Não tinham? É só prestar atenção, nos livros e depoimentos de Chico Xavier, pouco importando os nomes alheios que eles carregam, porque está claro que, se houve mesmo autoria espiritual, Chico Xavier concordava com tudo o que eles pensavam, e o reacionarismo é tão claro e com efeito doutrinário, pois é impossível separar o "homem" do "médium", o qual mantinha uma mesma linha de pensamento seja nas opiniões pessoais e nas obras doutrinárias.
Além disso, há muitas provas que as ideias de Chico Xavier eram tão reacionárias que ficamos perguntando se Eduardo Cunha, sendo um membro da seita evangélica Assembleia de Deus, teria, em vez de consultar os dogmas de sua religião, consultado a literatura xavieriana para esboçar suas "pautas bombas" que viraram, depois, programas políticos de Michel Temer e Jair Bolsonaro.

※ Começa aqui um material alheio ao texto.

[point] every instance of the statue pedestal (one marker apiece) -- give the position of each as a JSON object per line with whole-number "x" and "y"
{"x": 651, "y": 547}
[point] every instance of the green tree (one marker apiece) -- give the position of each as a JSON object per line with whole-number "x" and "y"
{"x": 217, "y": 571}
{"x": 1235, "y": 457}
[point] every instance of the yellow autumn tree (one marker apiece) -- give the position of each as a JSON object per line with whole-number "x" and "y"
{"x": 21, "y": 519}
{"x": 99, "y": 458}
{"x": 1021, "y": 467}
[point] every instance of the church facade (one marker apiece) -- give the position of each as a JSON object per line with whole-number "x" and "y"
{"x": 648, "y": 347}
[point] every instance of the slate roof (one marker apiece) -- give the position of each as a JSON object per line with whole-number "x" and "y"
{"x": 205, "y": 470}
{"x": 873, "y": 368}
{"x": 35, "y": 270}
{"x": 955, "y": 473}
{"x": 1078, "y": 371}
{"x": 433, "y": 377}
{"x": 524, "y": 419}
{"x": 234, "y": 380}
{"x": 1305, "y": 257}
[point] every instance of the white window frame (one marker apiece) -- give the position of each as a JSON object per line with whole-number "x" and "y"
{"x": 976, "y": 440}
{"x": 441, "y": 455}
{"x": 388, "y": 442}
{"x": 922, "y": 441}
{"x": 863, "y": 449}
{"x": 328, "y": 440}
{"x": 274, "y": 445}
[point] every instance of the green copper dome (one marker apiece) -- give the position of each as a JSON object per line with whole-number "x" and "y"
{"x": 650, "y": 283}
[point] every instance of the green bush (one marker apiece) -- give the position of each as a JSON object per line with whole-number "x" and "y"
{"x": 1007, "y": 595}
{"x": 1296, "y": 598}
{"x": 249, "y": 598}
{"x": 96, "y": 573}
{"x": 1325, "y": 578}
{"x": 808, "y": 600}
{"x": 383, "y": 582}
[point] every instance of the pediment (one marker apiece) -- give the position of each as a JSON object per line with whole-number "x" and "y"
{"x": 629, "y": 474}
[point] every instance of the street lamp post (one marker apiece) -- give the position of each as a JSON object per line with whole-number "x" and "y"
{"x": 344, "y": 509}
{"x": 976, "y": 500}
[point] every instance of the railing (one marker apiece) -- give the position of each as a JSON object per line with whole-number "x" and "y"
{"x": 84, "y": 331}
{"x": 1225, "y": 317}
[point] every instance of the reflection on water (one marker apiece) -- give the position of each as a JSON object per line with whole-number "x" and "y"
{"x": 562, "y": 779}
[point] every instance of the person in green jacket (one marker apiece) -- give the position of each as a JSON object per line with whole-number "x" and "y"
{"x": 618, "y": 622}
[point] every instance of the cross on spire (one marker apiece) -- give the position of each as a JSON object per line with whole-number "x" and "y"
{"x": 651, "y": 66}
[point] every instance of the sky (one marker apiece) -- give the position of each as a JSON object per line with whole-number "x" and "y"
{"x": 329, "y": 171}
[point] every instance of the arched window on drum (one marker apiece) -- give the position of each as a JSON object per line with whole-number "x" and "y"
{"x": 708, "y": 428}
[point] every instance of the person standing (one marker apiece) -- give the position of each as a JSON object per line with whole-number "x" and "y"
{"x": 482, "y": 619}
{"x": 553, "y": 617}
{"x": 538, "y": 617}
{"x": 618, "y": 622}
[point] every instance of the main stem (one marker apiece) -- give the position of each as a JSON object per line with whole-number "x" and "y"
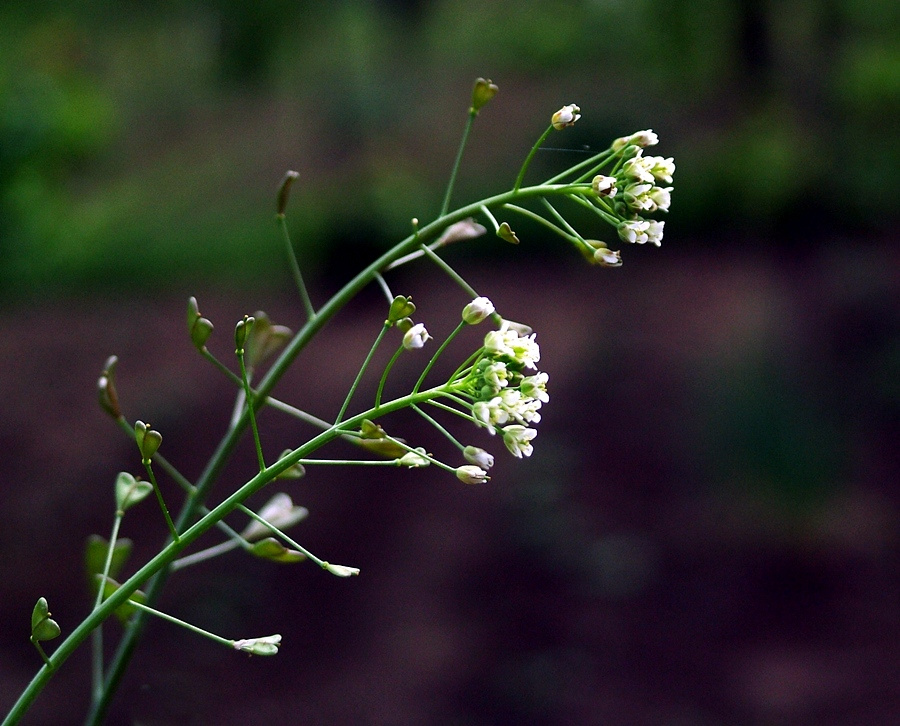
{"x": 155, "y": 572}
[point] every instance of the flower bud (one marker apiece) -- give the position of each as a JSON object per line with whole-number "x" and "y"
{"x": 199, "y": 327}
{"x": 477, "y": 310}
{"x": 482, "y": 92}
{"x": 242, "y": 332}
{"x": 147, "y": 439}
{"x": 505, "y": 233}
{"x": 566, "y": 116}
{"x": 415, "y": 459}
{"x": 284, "y": 191}
{"x": 280, "y": 511}
{"x": 259, "y": 646}
{"x": 478, "y": 457}
{"x": 471, "y": 474}
{"x": 130, "y": 491}
{"x": 604, "y": 186}
{"x": 106, "y": 388}
{"x": 401, "y": 307}
{"x": 340, "y": 570}
{"x": 415, "y": 337}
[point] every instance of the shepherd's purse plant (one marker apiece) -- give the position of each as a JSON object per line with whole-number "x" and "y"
{"x": 493, "y": 397}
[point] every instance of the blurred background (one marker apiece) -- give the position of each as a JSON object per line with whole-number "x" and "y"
{"x": 707, "y": 531}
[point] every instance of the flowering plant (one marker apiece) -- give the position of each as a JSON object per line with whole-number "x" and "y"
{"x": 497, "y": 387}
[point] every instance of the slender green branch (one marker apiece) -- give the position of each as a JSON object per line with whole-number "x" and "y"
{"x": 295, "y": 268}
{"x": 456, "y": 164}
{"x": 438, "y": 352}
{"x": 525, "y": 165}
{"x": 248, "y": 395}
{"x": 449, "y": 270}
{"x": 362, "y": 370}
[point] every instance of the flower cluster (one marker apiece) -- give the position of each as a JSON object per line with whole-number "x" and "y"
{"x": 504, "y": 396}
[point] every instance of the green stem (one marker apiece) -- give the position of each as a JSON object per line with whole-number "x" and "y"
{"x": 182, "y": 623}
{"x": 97, "y": 639}
{"x": 537, "y": 145}
{"x": 157, "y": 568}
{"x": 449, "y": 270}
{"x": 384, "y": 375}
{"x": 162, "y": 505}
{"x": 438, "y": 352}
{"x": 295, "y": 268}
{"x": 362, "y": 370}
{"x": 248, "y": 395}
{"x": 462, "y": 145}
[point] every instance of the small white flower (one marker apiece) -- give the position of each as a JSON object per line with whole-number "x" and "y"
{"x": 477, "y": 310}
{"x": 604, "y": 186}
{"x": 634, "y": 231}
{"x": 281, "y": 511}
{"x": 662, "y": 198}
{"x": 469, "y": 474}
{"x": 259, "y": 646}
{"x": 415, "y": 337}
{"x": 415, "y": 459}
{"x": 662, "y": 169}
{"x": 340, "y": 570}
{"x": 517, "y": 439}
{"x": 638, "y": 168}
{"x": 566, "y": 116}
{"x": 478, "y": 457}
{"x": 536, "y": 387}
{"x": 606, "y": 257}
{"x": 655, "y": 231}
{"x": 642, "y": 139}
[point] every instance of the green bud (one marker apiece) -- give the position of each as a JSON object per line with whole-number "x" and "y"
{"x": 42, "y": 626}
{"x": 106, "y": 388}
{"x": 130, "y": 491}
{"x": 259, "y": 646}
{"x": 401, "y": 307}
{"x": 284, "y": 191}
{"x": 199, "y": 327}
{"x": 483, "y": 91}
{"x": 271, "y": 549}
{"x": 148, "y": 440}
{"x": 265, "y": 339}
{"x": 242, "y": 332}
{"x": 505, "y": 233}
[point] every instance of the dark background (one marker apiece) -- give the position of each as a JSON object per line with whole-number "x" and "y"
{"x": 707, "y": 531}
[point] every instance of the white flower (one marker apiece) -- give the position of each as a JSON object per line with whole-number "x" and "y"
{"x": 662, "y": 169}
{"x": 414, "y": 459}
{"x": 604, "y": 186}
{"x": 469, "y": 474}
{"x": 662, "y": 198}
{"x": 607, "y": 258}
{"x": 259, "y": 646}
{"x": 415, "y": 337}
{"x": 566, "y": 116}
{"x": 634, "y": 231}
{"x": 654, "y": 232}
{"x": 280, "y": 511}
{"x": 536, "y": 387}
{"x": 517, "y": 439}
{"x": 496, "y": 375}
{"x": 642, "y": 139}
{"x": 340, "y": 570}
{"x": 478, "y": 457}
{"x": 638, "y": 168}
{"x": 478, "y": 310}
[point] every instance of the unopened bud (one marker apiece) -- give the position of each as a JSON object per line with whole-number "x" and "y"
{"x": 483, "y": 92}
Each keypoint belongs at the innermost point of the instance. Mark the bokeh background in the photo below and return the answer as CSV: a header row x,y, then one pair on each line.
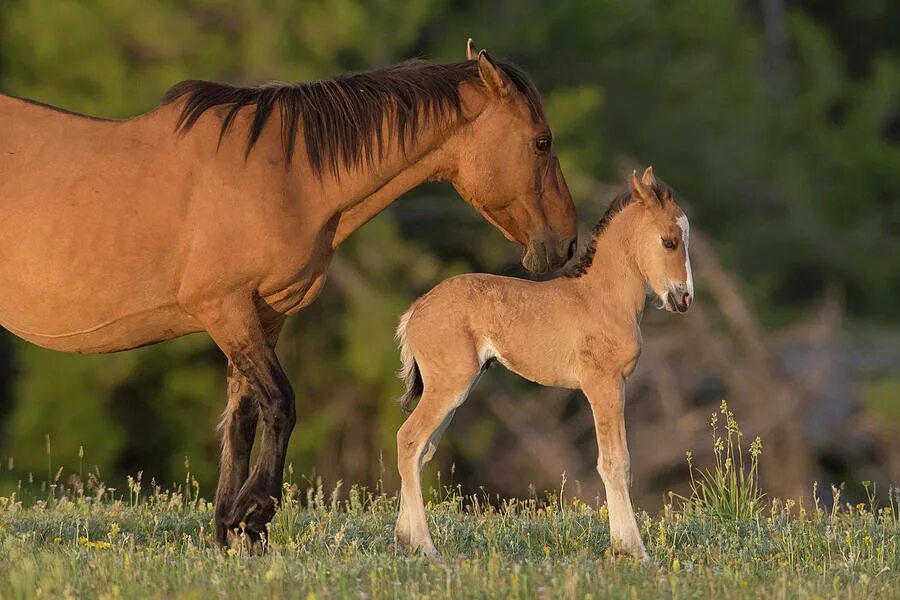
x,y
776,121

RESPONSABILIDADE, QUE É BOM, NADA
É fácil dizer "somos imperfeitos", "Quem nunca errou na vida?", "os médiuns são endividados e viveram para enfrentar provas" etc. Isso parece bonito, é um arremedo de autocrítica que tranquiliza a todos e dá a falsa impressão de que todo mundo é "gente como a gente", essa falácia hipócrita que, no fundo, transforma a simplicidade humana em lixo, como se ser normal fosse ser sórdido.
O problema é que continuam sendo escondidos os piores instintos e os piores sigilos morais. As pessoas desenvolvem sua falsidade, querem ser "tudo de bom" e apenas usam os seus defeitos para uma espécie de "carteirada por baixo", espécie de envaidecimento invertido, pelo que tem de imperfeito ou até mesmo pelo que tem de sórdido.
É essa postura que gerou o caos em que vivemos, que faz as pessoas se acostumarem tanto com os erros da humanidade, que acabam se apegando ao que há entre o medíocre e o deplorável, e acabam elegendo como suas maiores diversões os reality shows como Big Brother Brasil, palcos da safadeza humana, e as vídeocassetadas nas quais as pessoas costumam se dar mal de repente.
Mas quem pensa que os seguidores de Chico Xavier não são tão desumanos assim, se engana. Essas pessoas também se divertem com o sofrimento alheio, ouvindo estórias de gente perdendo entes queridos e sofrendo adversidades das mais cruéis - do tipo de alguém que pega o prêmio da loteria e é assaltado e morto na esquina - , sentindo prazer oculto pela desgraça alheia e se entretendo com a "masturbação com os olhos" a que se reduziu o ato da comoção humana.
É insuficiente, nestes casos, usar a "carteirada por baixo" e dizer, com peito estufado, que "aqui também não tem santo, não, santo é Deus", como os seguidores de Chico Xavier falam sobre si. A ideia não é dizer que tem defeitos, que é imperfeito e enfrenta "provas e expiações", porque isso, na verdade, não revela autocrítica e sim um certo orgulho mórbido pelos próprios defeitos, criando zonas de conforto para não se evoluírem.
Ultimamente começa a se desenhar um cenário, no Brasil, no qual as pessoas acabarão exibindo seus lados ocultos e sombrios. Será um grande, incontrolável e inevitável desmoronamento social. Afinal, o simples ato de "assumir defeitos e imperfeições" é insuficiente, diante do medo de se assumir, de verdade, as piores responsabilidades. Diz-se que "é imperfeito" e "sempre errou na vida" para evitar ser punido por isso, criando a falácia de que "todos erram sempre na vida".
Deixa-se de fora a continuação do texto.